I think that you will find the coverage of the TRBo to be outstanding. Where once you may have some static or picket fencing, on the trbo (or most any digital system) it will be crystal clear.

Re: 1/2 Foam Heliax cable

Posted: Sat Jan 16, 2010 7:27 am
by Bill_G
In my case it was all about cost. We've done numerous real BDA's and diversified coverage systems using 1/2" and 7/8" feed lines into both distributed antennas and radiax for customers who can afford it. Some of them are to augment the city 800 and the cell bands deep into underground parking structures and highway tunnels. Some of them are strictly to extend customer coverage into the bowels of their buildings where no coverage exists like shopping malls and hospitals. But, most customers just don't have the money to do that. They tried simplex, and that got them 60% of their property.
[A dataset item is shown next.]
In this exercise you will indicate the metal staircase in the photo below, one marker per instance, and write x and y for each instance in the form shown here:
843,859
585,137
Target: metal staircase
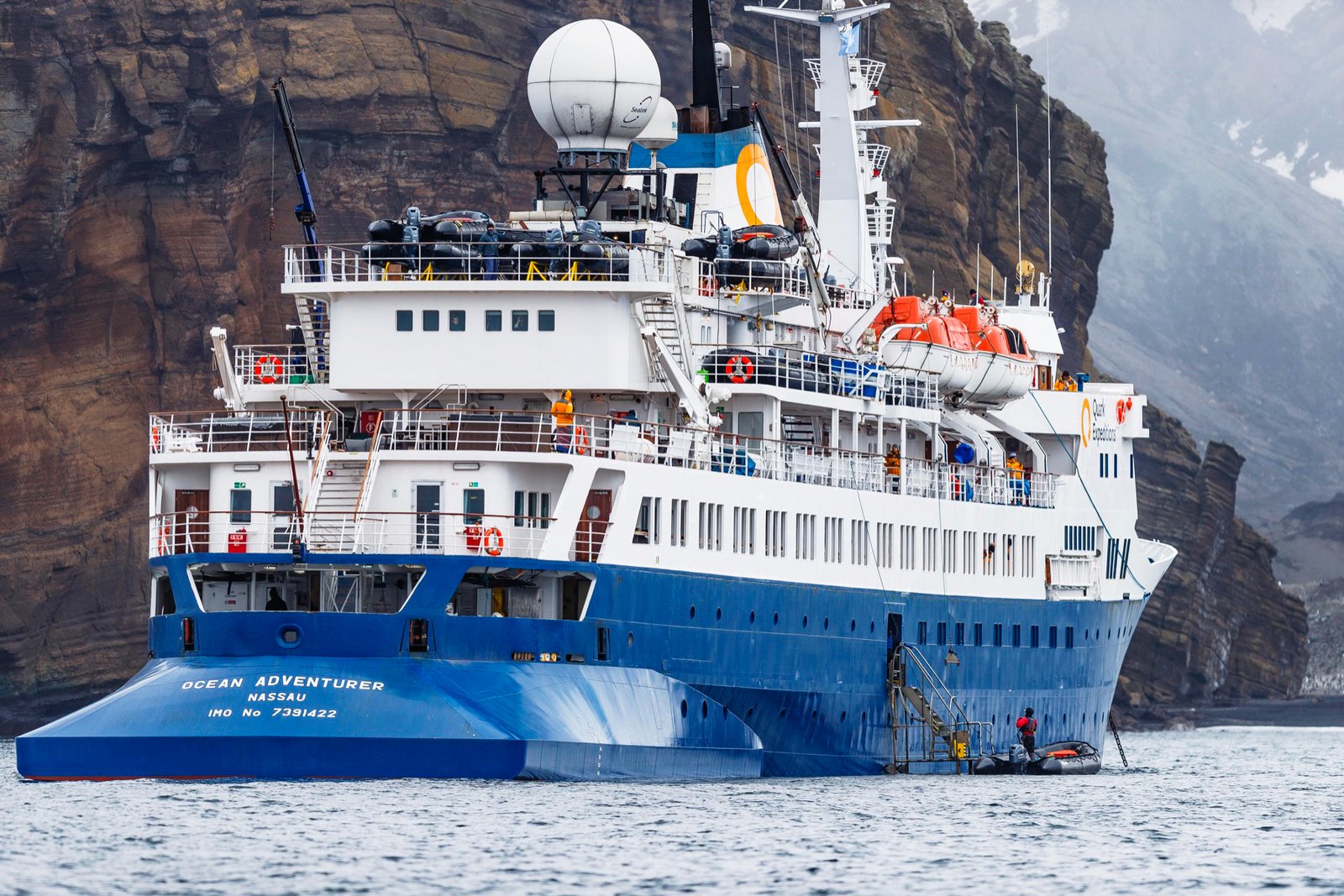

They bought a repeater and that got them to 90%. Relocating the repeater just changed where the missing 10% landed, and it was always an important 10%. Centrally locating the repeater and spreading the antennas out is a cost effective way to increase coverage especially if the class 2 wire chases already exist. 100-200 ft of LMR is an insignificant loss at UHF for the distance to be covered. It will put energy where it needs to be and raise signal quality easily and cheaply.